Tag Archives: Jared Kushner

The lighting of a stage

That is what I am wondering about. You see, first we hear that Netflix is acquiring Warner Brothers and a few connected things too. A day later we hear “US president Donald Trump says the Netflix deal ‘could be a problem’” Next thing we hear that the son in law (Jared Kushner) is spearheading this hostile takeover. Of course all the conspiracy boys are in town blowing this up to an amazing extent. I think that there might be a setting where the boundaries of ethical borders could possibly have been trespassed on, but as I don’t know the clear picture, I will refrain from voicing them. There is of course the setting we can ‘debate’ on.

As the Business Insider has a more oiled version of what has happened. The story (at https://www.businessinsider.com/paramount-wbd-saudi-arabia-qatar-abu-dhabi-elllison-hostile-billions-2025-12) which comes with the headline ‘Saudi Arabia, Qatar, and Abu Dhabi want to put billions into Paramount/WBD. Why?’ It is after all a fair question and I am a little thrown by the setting that this is Qatar AND Saudi Arabia AND the UAE are working together on this. I can figure out the why, but about that later. You see, Business Insider has an additional gem to throw our way. It is “Those three nations won’t have any say over a combined Paramount-WBD, the Ellisons say. So what will they get?” And we are given “The governments of Saudi Arabia, Qatar, and Abu Dhabi want to invest billions of dollars into a would-be mega media conglomerate made up of Paramount and Warner Bros. Discovery.” And there is a part missing, the gaming IP’s that is floating around there. But the end of the article gives us “If Saudi Arabia, Qatar, and Abu Dhabi are looking to put anything close to $24 billion into an enormously powerful media conglomerate — one with huge reach in both the US and ambitions for the rest of the world — will they be satisfied with purely financial returns? Or do they expect something else for their money?” I get that part, you see I had been working on IP doing that very same thing. There are 1.9 billion Muslims in the world and there is only so much the current studios can cater for and with this they have a firm hand towards places like Bangladesh, Pakistan and Indonesia which together with Saudi Arabia, Qatar and the UAE sets the handle to over 50% of the entire Muslim population. And as there is clear evidence to see real growth in both Saudi Arabia and the UAE for tourism and as that growth continues more is needed and with Paramount and Warner Bros. They have just that. I was fishing another angle, but that too was driven towards these 1.9 billion customers. Too bad Amazon never accepted this issue and the Saudi government (Sydney Consulate) did not accept it either, as such I was out of luck and Google had dropped their Stadia. So I was out of luck in that too. Still I considered other avenues as well. I got one Script done and offered it to Dubai Media, but they weren’t accepting any scripts at present (or my script was really bad, which is equally an option) 

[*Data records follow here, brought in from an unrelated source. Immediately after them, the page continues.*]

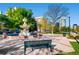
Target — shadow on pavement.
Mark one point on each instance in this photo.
(6, 50)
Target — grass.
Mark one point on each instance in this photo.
(75, 45)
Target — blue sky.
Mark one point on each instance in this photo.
(39, 9)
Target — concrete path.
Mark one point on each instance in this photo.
(61, 43)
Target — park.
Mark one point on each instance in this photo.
(21, 33)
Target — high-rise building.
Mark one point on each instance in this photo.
(62, 22)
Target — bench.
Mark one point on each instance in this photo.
(36, 43)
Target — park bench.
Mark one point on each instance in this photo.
(36, 43)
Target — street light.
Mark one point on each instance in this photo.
(69, 26)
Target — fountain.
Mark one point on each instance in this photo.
(25, 27)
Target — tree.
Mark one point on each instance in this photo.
(5, 21)
(16, 15)
(55, 12)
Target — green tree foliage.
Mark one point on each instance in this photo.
(5, 21)
(16, 15)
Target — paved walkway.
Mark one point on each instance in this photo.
(15, 47)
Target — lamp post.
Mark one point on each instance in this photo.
(69, 26)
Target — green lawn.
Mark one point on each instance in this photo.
(75, 45)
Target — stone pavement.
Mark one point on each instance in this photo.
(16, 47)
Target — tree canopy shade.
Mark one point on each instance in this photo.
(5, 20)
(16, 15)
(55, 12)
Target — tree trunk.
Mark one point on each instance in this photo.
(52, 29)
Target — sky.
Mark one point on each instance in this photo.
(39, 9)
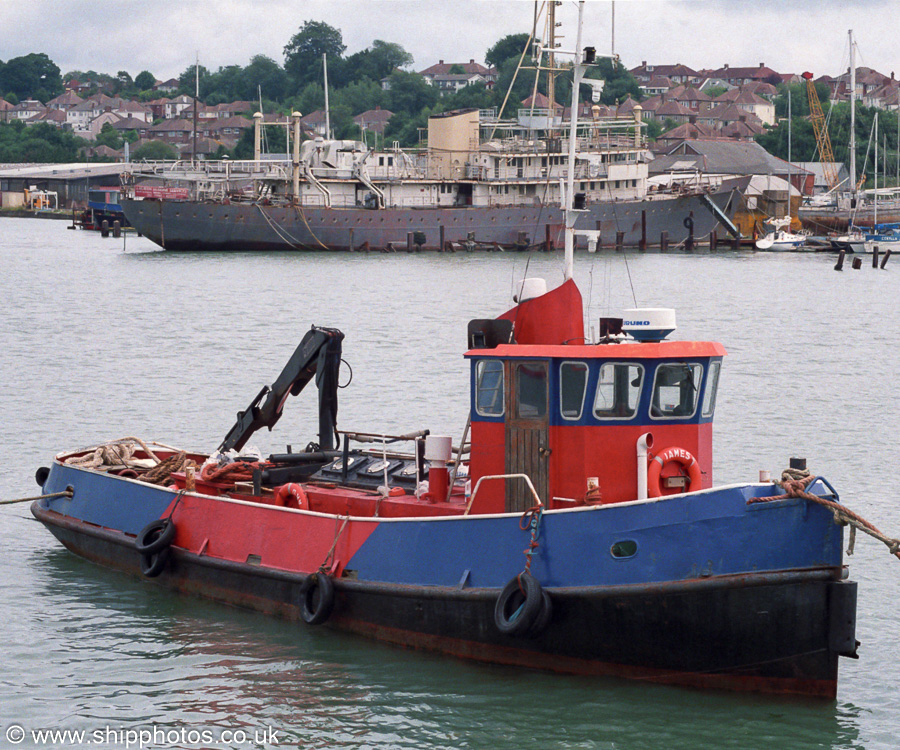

But I saw these stages all over the Middle East happening and in that setting there is a growing chance. America with its valve setting is not a real option. Every script can only when the 15 middleman get a share of all that and I will much rather give it away to Canada and never get a penny. But the script was meant for a Muslim audience, so not much use in Canada. The other three optionally, but they are still being written. A have written megabytes of script, but it hasn’t been ironed out yet. I am relatively new to Final Draft. 

So am I correct? I believe so, Saudi Arabia and the UAE (I have no idea about Qatar) will need professionals that are decently up to speed and buying Paramount and Warner Bros. will do that. So, when all these professionals are directed towards new grounds with Saudi/Emirati directors and cast they can get a lot more done fast and I reckon they already have a set amount of scripts and screenings ready to get started the moment 2026 knocks on the front door. 

And with the media up and running the Saudi and Emirati media for all their venues is pretty much a given. Not just that, but the African nations are predominantly Muslim, so they can also capture the hearts of them too. Now add Egypt and Turkey and this media engine gets real global potential. Yes, the entire venue makes sense to me, but for me it was clear as I initially investigated that setting for my own IP, so I looked at the equation and I saw clarity, the fact that the price got upped makes perfect sense to me and in that setting Netflix merely loses. The west better start realising that on this planet Muslims are 1:4, 25% and that is a clear destination for the media centers of Saudi Arabia, the United Arab Emirates and Qatar, so whilst we are so involved with individuality, they merely approached every Muslim asking “Would you like this” and all muslims will very likely make an affirmative sound. We all look at the stage and wonder what was going on and others look at what lighting it needs and they cater to that hand, Now I need to wonder if my script is really bad or do I talk to another media channel. Well, that is my worry and it is for today as it is 01:00 now. Have a great day.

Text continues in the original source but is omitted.